Our biggest takeaway in terms of operations was that tough times call for unconventional solutions. We learned to appreciate the benefits of flexibility, and as an organization became far more open to new ways of thinking and acting. In terms of sustainability, lockdowns showed us the benefits of reduced air pollution levels and helped to strengthen our resolve to work diligently with afforestation and reforestation.
What is your company’s latest sustainability-related initiative?
The launch of ORGANITRACK during the Market Week in New York this March was our latest sustainability-related initiative. ORGANITRACK is a traceable bedding solution that uses 100 percent organic cotton in its manufacture. This cotton used is forensically tagged by Haelixa AG, Switzerland, hence establishing proof of origin and securing transparency across the entire supply chain.
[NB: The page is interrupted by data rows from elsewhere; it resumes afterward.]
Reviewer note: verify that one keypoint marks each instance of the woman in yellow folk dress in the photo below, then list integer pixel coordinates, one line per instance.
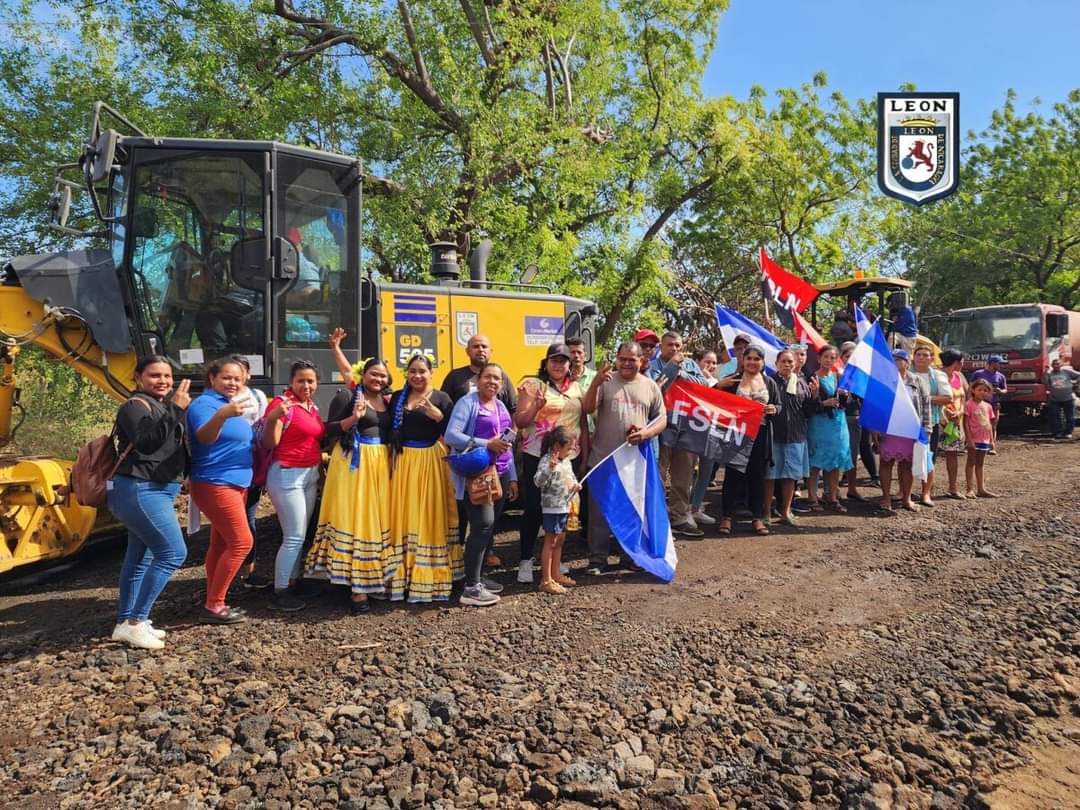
(352, 542)
(423, 514)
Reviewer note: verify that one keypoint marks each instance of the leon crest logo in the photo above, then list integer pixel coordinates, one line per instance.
(918, 145)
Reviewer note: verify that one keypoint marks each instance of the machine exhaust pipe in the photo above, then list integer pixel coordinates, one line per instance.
(444, 264)
(477, 264)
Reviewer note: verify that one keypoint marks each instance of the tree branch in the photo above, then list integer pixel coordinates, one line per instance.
(390, 62)
(477, 32)
(421, 68)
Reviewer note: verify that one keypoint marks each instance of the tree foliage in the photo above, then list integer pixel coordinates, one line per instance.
(1012, 231)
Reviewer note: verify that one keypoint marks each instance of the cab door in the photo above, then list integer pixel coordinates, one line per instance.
(316, 266)
(197, 217)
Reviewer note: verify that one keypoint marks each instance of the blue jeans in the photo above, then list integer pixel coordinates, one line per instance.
(705, 470)
(293, 491)
(1062, 418)
(156, 547)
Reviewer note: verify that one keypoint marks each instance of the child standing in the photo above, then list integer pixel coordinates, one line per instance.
(557, 485)
(979, 422)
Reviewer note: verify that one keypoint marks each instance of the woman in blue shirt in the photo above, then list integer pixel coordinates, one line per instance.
(220, 473)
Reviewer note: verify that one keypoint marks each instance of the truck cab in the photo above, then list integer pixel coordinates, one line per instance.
(1027, 335)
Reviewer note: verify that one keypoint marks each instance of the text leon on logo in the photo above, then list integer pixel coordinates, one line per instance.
(918, 145)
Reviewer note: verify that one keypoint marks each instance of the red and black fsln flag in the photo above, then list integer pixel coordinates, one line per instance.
(712, 423)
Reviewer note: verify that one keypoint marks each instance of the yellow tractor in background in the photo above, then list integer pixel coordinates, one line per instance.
(212, 247)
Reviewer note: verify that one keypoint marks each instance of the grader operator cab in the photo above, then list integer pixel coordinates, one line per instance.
(213, 247)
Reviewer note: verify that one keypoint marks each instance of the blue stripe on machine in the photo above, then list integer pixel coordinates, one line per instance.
(407, 318)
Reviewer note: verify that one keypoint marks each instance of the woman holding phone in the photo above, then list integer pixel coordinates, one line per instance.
(752, 383)
(827, 434)
(480, 418)
(220, 441)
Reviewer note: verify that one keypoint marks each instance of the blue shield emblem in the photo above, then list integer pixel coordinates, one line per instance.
(918, 145)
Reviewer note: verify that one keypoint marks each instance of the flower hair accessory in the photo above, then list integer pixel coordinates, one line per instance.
(358, 369)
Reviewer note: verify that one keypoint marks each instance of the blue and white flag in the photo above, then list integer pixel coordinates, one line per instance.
(862, 322)
(872, 375)
(628, 488)
(732, 324)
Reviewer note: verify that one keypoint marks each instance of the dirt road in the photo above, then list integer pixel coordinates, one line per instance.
(923, 661)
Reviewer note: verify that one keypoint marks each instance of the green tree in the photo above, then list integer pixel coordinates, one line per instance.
(1011, 233)
(805, 191)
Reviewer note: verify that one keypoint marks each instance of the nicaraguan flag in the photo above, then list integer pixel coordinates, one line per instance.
(862, 322)
(630, 494)
(872, 374)
(733, 324)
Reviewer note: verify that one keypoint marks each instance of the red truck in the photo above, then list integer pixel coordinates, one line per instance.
(1027, 335)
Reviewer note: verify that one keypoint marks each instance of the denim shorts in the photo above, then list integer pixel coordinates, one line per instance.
(554, 524)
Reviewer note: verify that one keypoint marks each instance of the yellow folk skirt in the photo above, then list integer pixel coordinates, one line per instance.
(423, 520)
(353, 543)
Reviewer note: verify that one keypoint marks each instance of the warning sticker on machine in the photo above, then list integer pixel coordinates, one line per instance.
(542, 331)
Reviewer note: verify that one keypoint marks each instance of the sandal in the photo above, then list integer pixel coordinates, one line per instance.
(227, 616)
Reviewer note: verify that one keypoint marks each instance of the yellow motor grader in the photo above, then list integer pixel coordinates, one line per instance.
(211, 247)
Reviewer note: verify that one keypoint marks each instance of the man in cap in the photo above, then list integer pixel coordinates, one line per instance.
(667, 366)
(629, 407)
(994, 376)
(734, 362)
(1061, 382)
(648, 340)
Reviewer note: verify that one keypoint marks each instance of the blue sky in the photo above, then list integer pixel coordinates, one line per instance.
(980, 49)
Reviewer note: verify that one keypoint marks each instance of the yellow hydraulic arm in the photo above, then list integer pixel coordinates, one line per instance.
(39, 520)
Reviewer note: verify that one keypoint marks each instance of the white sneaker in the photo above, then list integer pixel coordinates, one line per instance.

Third party testing verifies the integrity of marked ORGANITRACK products and authenticates their history, giving retailers and brands the comfort of standing behind the product claims made.
This forensic traceability aspect of ORGANITRACK is what sets it apart from similar organic products available in the market. The relevance of traceability becomes even more accentuated at a time like this, when there have been cases where conventional cotton has been fraudulently passed off as organic and when ‘greenwashing’ in the industry is rampant.
What do you consider to be the apparel industry’s biggest missed opportunity related to securing meaningful change?
I think the biggest missed opportunity for the apparel industry has been embracing the tenets of the circular economy—where production must be restorative and regenerative, waste must be designed out and material must be kept in circulation for as long as is possible.